Safe with Seven
Posted by Andrea Vassiliadis on Tue, Mar 16, 2010 @ 08:44 AM
A lot of questions are coming up lately about the new final regulations, effective January 14th, 2010, on the timely remittances of employee contributions. While it is important that small businesses* are aware of these new rules, it may not change their procedures.
The rules have always stipulated that contributions must be made on the "earliest date on which such contributions can reasonably be segregated from the employer's general assets". (In no event can this be beyond the 15th day of the following month). A big DOL audit "pain point" these days is assessing what this really means with today's technology so widely available.

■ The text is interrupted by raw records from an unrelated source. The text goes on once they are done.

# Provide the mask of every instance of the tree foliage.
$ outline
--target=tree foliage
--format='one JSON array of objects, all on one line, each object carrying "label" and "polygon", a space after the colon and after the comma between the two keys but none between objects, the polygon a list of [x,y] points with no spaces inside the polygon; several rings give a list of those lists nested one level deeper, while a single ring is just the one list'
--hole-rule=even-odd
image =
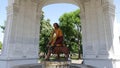
[{"label": "tree foliage", "polygon": [[[44,14],[44,12],[43,12]],[[50,25],[50,20],[44,19],[44,15],[42,15],[41,18],[41,26],[40,26],[40,42],[39,42],[39,47],[40,47],[40,51],[46,53],[47,49],[46,49],[46,45],[49,42],[49,37],[50,37],[50,33],[52,31],[52,26]]]},{"label": "tree foliage", "polygon": [[[64,43],[67,44],[70,51],[78,53],[81,46],[81,22],[80,10],[65,13],[60,18],[60,27],[64,33]],[[81,50],[82,52],[82,50]]]}]

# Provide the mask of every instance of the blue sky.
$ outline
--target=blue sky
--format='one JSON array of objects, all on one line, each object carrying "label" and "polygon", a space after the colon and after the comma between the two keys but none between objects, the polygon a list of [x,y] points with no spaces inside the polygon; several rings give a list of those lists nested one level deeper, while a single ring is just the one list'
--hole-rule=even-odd
[{"label": "blue sky", "polygon": [[[120,0],[114,0],[116,5],[116,19],[120,23]],[[4,25],[6,20],[6,6],[7,0],[0,0],[0,25]],[[78,9],[77,6],[72,4],[53,4],[43,7],[45,18],[49,18],[51,23],[58,22],[58,18],[65,12],[70,12]],[[3,33],[0,29],[0,41],[3,40]]]}]

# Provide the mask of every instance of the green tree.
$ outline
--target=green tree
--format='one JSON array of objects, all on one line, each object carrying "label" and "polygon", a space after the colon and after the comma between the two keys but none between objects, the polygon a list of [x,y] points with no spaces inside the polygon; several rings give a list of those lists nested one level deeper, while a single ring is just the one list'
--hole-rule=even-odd
[{"label": "green tree", "polygon": [[65,13],[60,18],[60,27],[64,33],[64,43],[67,44],[71,53],[82,53],[81,44],[81,22],[80,22],[80,10]]}]

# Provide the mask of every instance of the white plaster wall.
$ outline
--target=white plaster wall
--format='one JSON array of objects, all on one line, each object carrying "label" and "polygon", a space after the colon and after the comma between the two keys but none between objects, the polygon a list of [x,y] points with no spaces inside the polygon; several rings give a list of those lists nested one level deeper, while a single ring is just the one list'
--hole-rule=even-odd
[{"label": "white plaster wall", "polygon": [[54,3],[81,7],[84,63],[97,68],[117,68],[119,61],[113,56],[118,54],[113,45],[113,0],[9,0],[0,68],[37,63],[40,11]]}]

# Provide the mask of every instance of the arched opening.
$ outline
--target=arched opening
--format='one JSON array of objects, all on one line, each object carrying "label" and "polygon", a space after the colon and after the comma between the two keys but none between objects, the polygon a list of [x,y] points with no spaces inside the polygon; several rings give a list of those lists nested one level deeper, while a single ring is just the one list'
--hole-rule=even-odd
[{"label": "arched opening", "polygon": [[[69,6],[69,7],[68,7]],[[71,6],[71,7],[70,7]],[[74,7],[73,7],[74,6]],[[66,12],[65,12],[65,10],[63,9],[63,7],[64,7],[64,9],[66,10]],[[56,9],[57,8],[57,9]],[[76,9],[75,9],[76,8]],[[65,15],[65,13],[66,14],[70,14],[70,12],[71,13],[75,13],[75,11],[76,10],[79,10],[79,11],[81,11],[80,10],[80,7],[78,7],[78,6],[76,6],[75,4],[71,4],[71,3],[64,3],[64,2],[62,2],[62,3],[52,3],[52,4],[49,4],[49,5],[46,5],[46,6],[43,6],[43,8],[42,8],[42,11],[44,12],[44,14],[50,14],[49,16],[51,16],[51,17],[49,17],[49,16],[47,16],[47,17],[45,17],[44,15],[42,15],[42,16],[44,16],[45,18],[46,18],[46,22],[48,22],[48,24],[50,25],[50,26],[48,26],[48,27],[50,27],[50,28],[52,28],[52,25],[53,25],[53,23],[55,23],[55,22],[57,22],[58,24],[61,24],[62,22],[60,22],[60,16],[64,16]],[[46,12],[46,11],[49,11],[49,12]],[[57,17],[55,17],[54,15],[55,14],[57,14],[56,16]],[[77,14],[78,16],[80,16],[80,14]],[[43,17],[41,17],[41,18],[43,18]],[[49,19],[50,18],[50,19]],[[69,17],[68,17],[69,18]],[[57,20],[53,20],[53,19],[57,19]],[[71,19],[71,18],[69,18],[69,19]],[[44,22],[45,22],[45,20],[44,20]],[[69,21],[66,21],[66,22],[68,22],[67,24],[69,25],[70,23],[71,23],[71,21],[69,22]],[[70,38],[71,40],[68,40],[68,39],[66,39],[66,40],[68,40],[69,42],[67,42],[66,43],[66,45],[69,47],[69,48],[71,48],[73,51],[70,51],[71,53],[71,55],[73,55],[71,58],[74,58],[74,59],[78,59],[78,58],[81,58],[81,55],[82,55],[82,45],[81,45],[81,40],[80,40],[80,38],[81,38],[81,24],[79,24],[80,25],[80,27],[79,26],[77,26],[78,24],[77,24],[77,22],[75,23],[73,20],[72,20],[72,22],[74,23],[73,24],[73,29],[75,29],[77,32],[76,32],[76,36],[75,36],[75,33],[73,33],[74,35],[72,35],[72,36],[70,36],[70,37],[72,37],[72,38]],[[81,23],[81,21],[80,21],[80,23]],[[41,23],[41,25],[44,25],[44,23],[43,23],[43,21],[42,21],[42,23]],[[67,26],[67,25],[66,25]],[[44,27],[45,28],[45,27]],[[41,29],[40,29],[40,32],[41,32],[41,30],[42,30],[42,26],[41,26]],[[51,30],[49,30],[49,29],[46,29],[47,30],[47,33],[48,33],[48,35],[50,35],[50,33],[49,32],[51,32]],[[72,30],[72,29],[70,29],[70,30]],[[68,32],[70,31],[70,30],[68,30]],[[41,32],[41,33],[45,33],[45,32]],[[70,33],[70,32],[69,32]],[[72,33],[72,32],[71,32]],[[46,33],[45,33],[46,34]],[[44,35],[45,35],[44,34]],[[67,37],[69,37],[69,36],[67,36]],[[40,37],[41,38],[41,37]],[[48,36],[47,36],[47,38],[48,38]],[[43,44],[42,42],[42,48],[40,47],[40,50],[42,51],[42,49],[44,49],[45,48],[45,45],[47,45],[47,43],[48,43],[48,39],[47,38],[45,38],[44,37],[44,41],[45,41],[45,44]],[[42,39],[42,38],[41,38]],[[41,40],[40,39],[40,40]],[[46,40],[47,40],[47,42],[46,42]],[[41,40],[42,41],[42,40]],[[72,43],[71,43],[72,42]],[[40,45],[41,46],[41,45]],[[45,49],[43,50],[43,51],[45,51]]]}]

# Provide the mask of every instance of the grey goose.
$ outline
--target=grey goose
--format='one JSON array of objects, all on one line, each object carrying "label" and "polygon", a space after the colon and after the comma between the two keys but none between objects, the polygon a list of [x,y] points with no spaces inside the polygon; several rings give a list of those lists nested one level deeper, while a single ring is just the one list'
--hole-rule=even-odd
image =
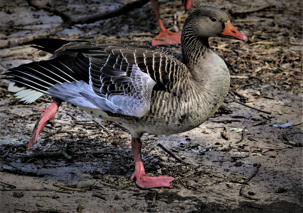
[{"label": "grey goose", "polygon": [[200,125],[216,112],[229,87],[228,69],[208,38],[245,41],[226,14],[202,6],[186,19],[182,54],[164,48],[40,38],[33,47],[53,54],[49,60],[8,70],[8,90],[31,103],[43,94],[55,98],[36,123],[28,145],[55,116],[63,101],[97,118],[121,122],[129,130],[137,185],[171,187],[175,179],[145,175],[140,138],[145,132],[169,135]]}]

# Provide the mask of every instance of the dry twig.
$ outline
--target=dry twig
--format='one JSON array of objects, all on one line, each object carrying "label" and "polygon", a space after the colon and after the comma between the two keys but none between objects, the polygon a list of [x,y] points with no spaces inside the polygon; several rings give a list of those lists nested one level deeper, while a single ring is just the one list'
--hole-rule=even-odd
[{"label": "dry twig", "polygon": [[260,168],[261,166],[261,164],[259,163],[259,164],[257,165],[256,168],[254,169],[254,171],[253,172],[252,174],[248,177],[248,178],[245,181],[245,182],[243,183],[243,185],[242,185],[242,186],[241,186],[241,188],[240,188],[240,191],[239,193],[239,195],[241,195],[241,196],[243,196],[244,197],[253,200],[260,200],[260,199],[258,198],[254,198],[250,197],[249,196],[244,195],[243,194],[243,192],[242,191],[243,189],[244,189],[244,187],[245,187],[245,185],[247,184],[247,183],[251,179],[255,176],[256,174],[257,174],[257,172],[258,171],[258,170],[259,170],[259,168]]},{"label": "dry twig", "polygon": [[164,144],[162,144],[161,143],[159,143],[158,144],[158,146],[160,146],[160,147],[161,147],[163,149],[164,149],[164,150],[166,151],[169,154],[170,154],[174,158],[175,158],[176,159],[179,161],[180,162],[183,163],[185,165],[188,164],[186,162],[182,160],[182,159],[181,159],[180,157],[178,156],[175,153],[173,152],[172,152],[172,151],[171,151],[171,149],[168,147],[167,147],[166,146],[165,146],[165,145],[164,145]]},{"label": "dry twig", "polygon": [[84,16],[77,17],[72,17],[62,13],[57,10],[46,5],[41,5],[35,4],[31,0],[27,0],[28,5],[38,9],[43,9],[61,17],[63,19],[63,23],[59,26],[51,29],[34,33],[28,36],[17,39],[12,39],[2,41],[0,48],[3,48],[12,45],[29,42],[35,38],[43,38],[51,35],[54,35],[58,32],[68,28],[75,25],[80,24],[90,24],[97,21],[109,18],[126,13],[132,10],[142,7],[147,3],[148,0],[136,0],[131,2],[118,8],[108,10],[89,15]]},{"label": "dry twig", "polygon": [[245,104],[244,103],[242,103],[241,101],[239,101],[238,100],[237,100],[236,99],[232,97],[230,97],[230,96],[229,98],[234,101],[236,102],[237,103],[240,103],[240,104],[242,104],[242,105],[245,106],[247,106],[247,107],[249,108],[250,108],[251,109],[252,109],[253,110],[257,110],[257,111],[259,111],[259,112],[261,112],[264,113],[266,113],[266,114],[271,114],[271,112],[266,111],[265,110],[259,110],[259,109],[257,109],[257,108],[255,108],[253,106],[252,106],[249,105],[247,105],[246,104]]},{"label": "dry twig", "polygon": [[244,133],[245,132],[245,128],[246,127],[245,126],[243,127],[243,130],[242,130],[242,135],[241,136],[241,139],[238,140],[238,141],[236,142],[236,143],[239,143],[240,142],[243,140],[243,139],[244,138]]}]

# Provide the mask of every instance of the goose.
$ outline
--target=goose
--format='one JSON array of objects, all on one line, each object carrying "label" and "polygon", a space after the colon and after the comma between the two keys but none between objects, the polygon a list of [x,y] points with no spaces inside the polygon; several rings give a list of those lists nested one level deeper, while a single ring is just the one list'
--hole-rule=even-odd
[{"label": "goose", "polygon": [[164,48],[99,44],[81,40],[35,39],[33,47],[53,54],[48,60],[8,70],[9,91],[26,103],[43,94],[55,98],[36,123],[28,148],[55,116],[63,101],[93,116],[121,122],[129,130],[137,185],[171,188],[171,177],[145,175],[141,138],[184,132],[200,125],[216,112],[229,87],[228,70],[211,48],[208,38],[247,41],[226,15],[209,6],[186,19],[182,55]]}]

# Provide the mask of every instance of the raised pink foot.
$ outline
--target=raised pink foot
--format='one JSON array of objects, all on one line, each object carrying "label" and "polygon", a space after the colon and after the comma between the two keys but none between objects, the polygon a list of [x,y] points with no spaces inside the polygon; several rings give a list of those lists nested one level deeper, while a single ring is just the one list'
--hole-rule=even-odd
[{"label": "raised pink foot", "polygon": [[29,143],[27,147],[27,150],[29,150],[33,144],[34,144],[37,141],[38,136],[42,131],[44,127],[46,125],[48,121],[55,117],[58,108],[63,101],[59,98],[55,98],[50,105],[45,110],[39,110],[38,112],[42,113],[40,115],[40,117],[36,122],[35,126],[33,130],[32,136],[29,140]]},{"label": "raised pink foot", "polygon": [[175,46],[178,46],[180,43],[181,34],[171,32],[167,29],[164,31],[160,31],[160,33],[155,39],[152,41],[152,45],[154,46],[170,44]]},{"label": "raised pink foot", "polygon": [[175,180],[172,177],[160,176],[148,177],[145,174],[145,171],[141,156],[142,144],[140,138],[132,138],[132,149],[135,159],[135,172],[130,179],[136,178],[136,184],[142,188],[154,188],[164,186],[172,187],[169,183]]},{"label": "raised pink foot", "polygon": [[151,0],[150,2],[152,8],[155,12],[160,27],[160,33],[156,37],[155,39],[152,41],[152,45],[154,46],[158,46],[170,44],[175,46],[178,46],[180,43],[181,34],[173,33],[166,29],[160,17],[159,2],[158,0]]}]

Under this new Safe Harbor provision, this rule is automatically deemed to be satisfied if the amounts are deposited into the plan no later than the 7th business day following the day on which such amounts would otherwise have been payable to the participant in cash. This applies to loan repayments as well.
A couple of other points:
- This Safe Harbor is optional, but if not elected then the company is held to the original standard.
- The rules apply on a deposit-by-deposit basis, and can be applied in the same manner to multiple employer and multi-employer plans.
So no reason to panic small businesses! Many of you are already doing the right thing just by remitting contributions on a payroll-by-payroll basis. For those of you who are not, it's probably time to take a closer look and take advantage of that Safe Harbor.
* A small business is defined as a company with less than 100 participants at the beginning of the plan year.